You could always just disable notifications during known maintenance.

Knowing the state of the secondary is important. You don't want to failover to it and find things are broken there.

Steve

eangulus

@stephenw10 having to disable notifications first, not only introduces extra workflow, but also leaves open the chance of being forgotten and not turned back on.

More importantly, the services in question are actually never running on the slave. Certain services do not run on the slave, and only start once the failover is triggered. For instance HAProxy services is stopped on slave, if a failover occurs then HAProxy starts on the slave.

It's exactly because of this that I am having the issue with notifications.

My particular scenario:

Master and Slave pfSense. HAProxy and OpenVPN services running on master, Slave versions are stopped (only some services stay running in slave).

I update packages and pfsense on slave, no interruptions to users. I then force a failover.

Slave takes over, starts HAProxy and OpenVPN, most users done see any issues, HAProxy and OpenVPN have a momentary switch.

Now master (running as slave now), stops it's HAProxy and OpenVPN service. While I go and do updates. In the mean time every minute I get several emails complaining about the services that has stopped.

But I DONT CARE. They are running on the slave (currently master). I only care if the services stop on the current master, or I care that HA sync is broken.

Doesn't make sense to me. And currently the only reason it stopped when I switched back, is because I don't have notifications s turn on on the slave.

jimp

The Service Watchdog package is not that smart, and has no knowledge of HA or even if services are disabled.

All it does is check if a service is stopped and starts it if it isn't.

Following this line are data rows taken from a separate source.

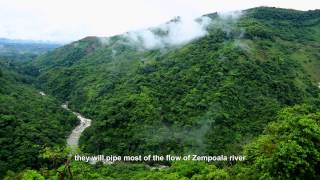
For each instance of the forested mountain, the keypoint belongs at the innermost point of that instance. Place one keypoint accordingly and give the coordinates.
(29, 122)
(211, 95)
(248, 84)
(24, 50)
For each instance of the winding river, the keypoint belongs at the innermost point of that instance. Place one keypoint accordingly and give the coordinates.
(73, 139)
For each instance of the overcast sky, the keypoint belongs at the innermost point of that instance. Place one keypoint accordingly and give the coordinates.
(68, 20)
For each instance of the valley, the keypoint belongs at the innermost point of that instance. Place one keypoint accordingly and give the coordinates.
(242, 89)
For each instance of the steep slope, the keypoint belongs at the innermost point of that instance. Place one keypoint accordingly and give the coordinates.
(209, 96)
(29, 122)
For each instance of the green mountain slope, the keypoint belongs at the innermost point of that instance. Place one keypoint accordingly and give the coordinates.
(209, 96)
(249, 85)
(29, 122)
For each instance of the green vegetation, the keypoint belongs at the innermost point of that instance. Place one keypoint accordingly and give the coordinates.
(29, 122)
(250, 86)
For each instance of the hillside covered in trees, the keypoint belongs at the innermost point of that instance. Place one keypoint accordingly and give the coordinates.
(247, 86)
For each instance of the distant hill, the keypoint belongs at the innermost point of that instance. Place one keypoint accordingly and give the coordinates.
(24, 50)
(241, 83)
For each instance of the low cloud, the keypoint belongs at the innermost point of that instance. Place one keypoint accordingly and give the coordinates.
(179, 31)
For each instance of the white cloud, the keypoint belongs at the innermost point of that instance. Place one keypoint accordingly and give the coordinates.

The package is a kludge and not intended for that kind of "serious" role. If things are configured and working properly, it is almost always unnecessary.

eangulus

@jimp But that is my point.

It's quite obvious that it isn't that smart and does not seem to be HA aware, but why not?

I'm not even expecting anything for free, we pay for our support and we run in Netgate hardware.

Out issue is this, I am the sole IT person for our business but my boss likes to get all the notifications etc in case I am off work and don't see them.

I am getting very tired of having to explain every little thing to my boss because he got a notification and is now questioning why.

Why can't the monitoring just match that of HA Proxy for instance, HA Proxy only runs on the Master in HA, why can't monitoring also know that? Even manually, why couldn't it be setup to notify only if the router is Master for example, give an option to notify if stopped on Master/Salve or both?

I believe some work needs to be done in this area.

jimp

Your use case doesn't align with the intended use case of the package, and limiting it in the way you describe would also limit its usefulness for others.

My point is that it's not necessary to run the watchdog package in nearly all cases. If you feel that the watchdog package is necessary there is almost certainly something else wrong with your setup that is making it appear like it's what you want, when it likely is masking the real problem.

The watchdog package is unlikely to gain additional features due to the fact that it really shouldn't exist at all, and is only a workaround for other bugs people have hit over the years.